Winner: Tanya Weston (nominated by Genius Within)

Tanya Weston is a frontline caseworker on Genius Within’s offender project in the South West, where she goes above and beyond what most would deem possible with clients that are normally behind bars when she starts working with them. Through her unique skills she is able to achieve a 50% job outcome rate, which is 125% above what she is targeted to achieve. In addition to her day-to-day casework, she is also a major source of support for colleagues and is completing her PhD looking at neurodiversity in custody. Tanya is also a carer to a disabled daughter and has Asperger’s herself – something she treats with humour and uses to motivate others who say that they can’t do something.

Significant Achievement Award sponsored by Working Links: Recognising a jobseeker who has demonstrated exceptional commitment to overcoming barriers to enter and maintain work.

Winner: Tom Sewell (nominated Down’s Syndrome Association)

Tom’s strong desire to gain a paid, permanent job motivated him to register with the Down Syndrome Association’s WorkFit supported employment programme in 2015. Following his meeting with WorkFit he showed strong dedication to gaining a position, securing a six-week work trial at the National Laboratory Service in Devon in 2016. His colleagues at the laboratory had no previous experience of working with someone with Down’s Syndrome, with many admitting to significant apprehension.  Tom was able to make a good impression and was offered a paid, permanent position as a laboratory assistant, with a range of duties including stacking and emptying samples.

Lifetime Achievement Award sponsored by Pluss: Recognising an exceptional individual who has dedicated a significant part of their career to the employment related services sector and has made a notable impact on the wider sector

Winner: Bob Marsh, Head of Specialist Employment Service, Clarion UK

Profoundly Deaf since birth, Bob started his career as a cabinet maker, but early onset arthritis put a stop to his dexterity and curtailed his practical skills.

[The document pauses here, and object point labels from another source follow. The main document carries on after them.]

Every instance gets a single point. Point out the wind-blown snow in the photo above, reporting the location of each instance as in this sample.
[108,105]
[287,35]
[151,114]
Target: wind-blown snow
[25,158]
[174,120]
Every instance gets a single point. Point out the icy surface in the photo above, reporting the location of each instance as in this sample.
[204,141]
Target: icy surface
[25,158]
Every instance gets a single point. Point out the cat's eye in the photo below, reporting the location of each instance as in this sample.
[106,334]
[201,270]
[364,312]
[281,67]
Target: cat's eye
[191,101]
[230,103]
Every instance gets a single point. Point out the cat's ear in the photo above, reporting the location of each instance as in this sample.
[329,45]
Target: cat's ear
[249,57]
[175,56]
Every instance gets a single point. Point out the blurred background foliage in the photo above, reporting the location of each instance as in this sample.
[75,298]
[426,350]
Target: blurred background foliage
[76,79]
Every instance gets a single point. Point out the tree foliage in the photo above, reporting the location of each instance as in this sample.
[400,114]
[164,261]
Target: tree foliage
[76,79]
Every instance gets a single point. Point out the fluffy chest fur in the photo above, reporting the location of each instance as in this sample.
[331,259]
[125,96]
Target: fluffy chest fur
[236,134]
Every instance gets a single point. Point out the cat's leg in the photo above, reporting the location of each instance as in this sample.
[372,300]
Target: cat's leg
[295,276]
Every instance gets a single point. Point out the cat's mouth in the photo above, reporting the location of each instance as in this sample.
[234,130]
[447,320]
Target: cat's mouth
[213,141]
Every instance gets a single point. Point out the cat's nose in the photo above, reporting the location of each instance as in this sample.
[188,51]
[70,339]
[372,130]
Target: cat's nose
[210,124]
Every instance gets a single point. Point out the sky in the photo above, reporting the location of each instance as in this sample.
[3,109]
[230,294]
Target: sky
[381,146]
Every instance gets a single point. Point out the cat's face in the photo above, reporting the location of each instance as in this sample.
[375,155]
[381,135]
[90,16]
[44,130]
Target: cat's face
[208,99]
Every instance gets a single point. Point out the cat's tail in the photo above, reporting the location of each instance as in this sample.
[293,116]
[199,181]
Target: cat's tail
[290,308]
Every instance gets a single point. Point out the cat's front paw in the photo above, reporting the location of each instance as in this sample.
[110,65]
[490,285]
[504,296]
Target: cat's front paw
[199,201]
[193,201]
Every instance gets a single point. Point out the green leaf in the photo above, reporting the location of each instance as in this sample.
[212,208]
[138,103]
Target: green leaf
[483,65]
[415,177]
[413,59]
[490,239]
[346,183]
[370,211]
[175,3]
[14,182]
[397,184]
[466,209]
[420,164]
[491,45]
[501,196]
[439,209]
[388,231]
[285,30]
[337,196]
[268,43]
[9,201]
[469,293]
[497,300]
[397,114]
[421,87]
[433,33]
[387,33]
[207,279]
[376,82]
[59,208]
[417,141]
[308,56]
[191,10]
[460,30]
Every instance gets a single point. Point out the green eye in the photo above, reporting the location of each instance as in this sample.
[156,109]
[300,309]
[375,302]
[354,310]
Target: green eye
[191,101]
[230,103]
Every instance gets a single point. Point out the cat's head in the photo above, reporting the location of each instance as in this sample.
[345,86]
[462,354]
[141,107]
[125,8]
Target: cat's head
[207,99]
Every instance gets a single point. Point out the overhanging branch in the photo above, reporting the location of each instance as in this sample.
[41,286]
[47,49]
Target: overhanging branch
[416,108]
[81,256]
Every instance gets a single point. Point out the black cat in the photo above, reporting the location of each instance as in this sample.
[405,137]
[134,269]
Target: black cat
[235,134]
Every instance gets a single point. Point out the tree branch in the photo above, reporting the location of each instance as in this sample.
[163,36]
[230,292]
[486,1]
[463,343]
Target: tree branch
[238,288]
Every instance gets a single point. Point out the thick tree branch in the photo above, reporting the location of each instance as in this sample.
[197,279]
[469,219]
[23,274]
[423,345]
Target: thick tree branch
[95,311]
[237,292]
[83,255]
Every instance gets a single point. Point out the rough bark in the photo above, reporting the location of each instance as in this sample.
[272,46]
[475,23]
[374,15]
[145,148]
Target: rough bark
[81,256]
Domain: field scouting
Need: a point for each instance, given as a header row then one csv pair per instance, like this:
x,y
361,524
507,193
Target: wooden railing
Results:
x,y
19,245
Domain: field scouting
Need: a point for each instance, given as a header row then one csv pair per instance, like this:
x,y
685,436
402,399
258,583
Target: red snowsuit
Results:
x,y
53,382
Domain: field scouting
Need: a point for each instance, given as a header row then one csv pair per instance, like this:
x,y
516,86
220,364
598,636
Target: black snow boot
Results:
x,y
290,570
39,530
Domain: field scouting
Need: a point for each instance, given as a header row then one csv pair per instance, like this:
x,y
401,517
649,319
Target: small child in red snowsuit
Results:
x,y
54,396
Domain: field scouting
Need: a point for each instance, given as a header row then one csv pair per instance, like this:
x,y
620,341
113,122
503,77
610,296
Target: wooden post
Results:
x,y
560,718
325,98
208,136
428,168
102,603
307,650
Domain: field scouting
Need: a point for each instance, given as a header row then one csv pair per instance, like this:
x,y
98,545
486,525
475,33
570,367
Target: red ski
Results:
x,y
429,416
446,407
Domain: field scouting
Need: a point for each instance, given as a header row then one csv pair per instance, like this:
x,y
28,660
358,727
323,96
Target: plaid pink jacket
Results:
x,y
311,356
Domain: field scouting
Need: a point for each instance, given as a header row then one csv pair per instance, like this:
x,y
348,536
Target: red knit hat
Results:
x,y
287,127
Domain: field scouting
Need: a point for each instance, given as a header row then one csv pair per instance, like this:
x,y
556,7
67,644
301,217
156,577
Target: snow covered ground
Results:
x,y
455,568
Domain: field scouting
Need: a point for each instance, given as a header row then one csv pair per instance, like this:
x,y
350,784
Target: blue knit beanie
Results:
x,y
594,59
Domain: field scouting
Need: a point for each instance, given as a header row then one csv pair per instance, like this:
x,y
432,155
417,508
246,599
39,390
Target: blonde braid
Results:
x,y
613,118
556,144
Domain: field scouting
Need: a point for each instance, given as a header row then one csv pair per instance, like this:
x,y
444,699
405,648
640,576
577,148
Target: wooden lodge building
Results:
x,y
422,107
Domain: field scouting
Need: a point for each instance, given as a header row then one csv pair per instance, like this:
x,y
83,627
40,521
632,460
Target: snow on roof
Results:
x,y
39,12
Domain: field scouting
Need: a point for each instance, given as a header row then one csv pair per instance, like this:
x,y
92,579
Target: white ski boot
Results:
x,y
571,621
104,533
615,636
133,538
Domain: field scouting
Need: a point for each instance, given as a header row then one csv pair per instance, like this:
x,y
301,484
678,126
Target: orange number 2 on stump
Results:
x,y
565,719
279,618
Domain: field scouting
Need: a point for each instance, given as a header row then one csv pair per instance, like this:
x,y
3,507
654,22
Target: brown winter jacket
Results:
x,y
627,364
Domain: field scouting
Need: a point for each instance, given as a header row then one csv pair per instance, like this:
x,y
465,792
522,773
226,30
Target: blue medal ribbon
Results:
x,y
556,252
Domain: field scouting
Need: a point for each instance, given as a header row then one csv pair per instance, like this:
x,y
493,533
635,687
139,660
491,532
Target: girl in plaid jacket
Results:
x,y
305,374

He soon found himself unemployed for the first time in his life. Through personal experience, he realised how hard it was for a Deaf person to find work. Determined to make changes and ensure that his fellow-Deaf peers had equal access to all mainstream employability services, Bob commenced a career as an employment advisor for Deaf people. Bob’s name has become synonymous within the employability sector, having helped over 400 Deaf and Hard of Hearing people into sustainable employment.